# What not to do...



## justinstewart (Nov 23, 2007)

http://www.youtube.com/watch?v=Same0RklLIc&eurl=http%3A%2F%2Fwww.carolinabeachtoday.com%2F&feature=player_embedded

I wasn't there to see this. But this video really makes me laugh. Anybody there?

[Please feel free to remove if this isn't appropriate.]


----------



## GreenFord (Apr 11, 2009)

I love that!!!! Young dumb and full of....... stupidity....lol


----------



## phoenixshard (Apr 9, 2009)

That's good stuff. LOL


----------



## eaglesfanguy (May 1, 2003)

HAHAHAHAHAHAHAHA man, thats gonna be tough to explain to mommy and daddy...


----------



## ffemtreed (Mar 29, 2007)

L O L they should open the door at the let the water out!!!

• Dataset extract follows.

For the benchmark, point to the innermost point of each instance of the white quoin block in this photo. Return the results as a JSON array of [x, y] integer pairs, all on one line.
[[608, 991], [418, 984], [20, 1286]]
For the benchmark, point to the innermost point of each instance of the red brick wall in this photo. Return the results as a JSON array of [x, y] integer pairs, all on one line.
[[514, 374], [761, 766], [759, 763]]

how about get the heck away from it before it rolls on you and call a darn tow truck!


----------



## bstarling (Apr 24, 2005)

Take two parts alcohol and add one part stupid along with a dash of rising tide and BAM! Perfect recipe for a FLOATING JEEP !!!!!!!!!!!!!!! That is it floats for a short while. 

Bill:fishing:


----------



## jkcam (May 2, 2004)

"Trail Rated" ........but not so hot under water.


----------



## HStew (Jan 8, 2009)

"Open the door and let the water out." When will they ever learn? It's "Open the door and let the air in."


----------



## alienamngus (Jun 11, 2009)

Maybe its one of those contests............last one still touching the vehicle gets to keep it?


----------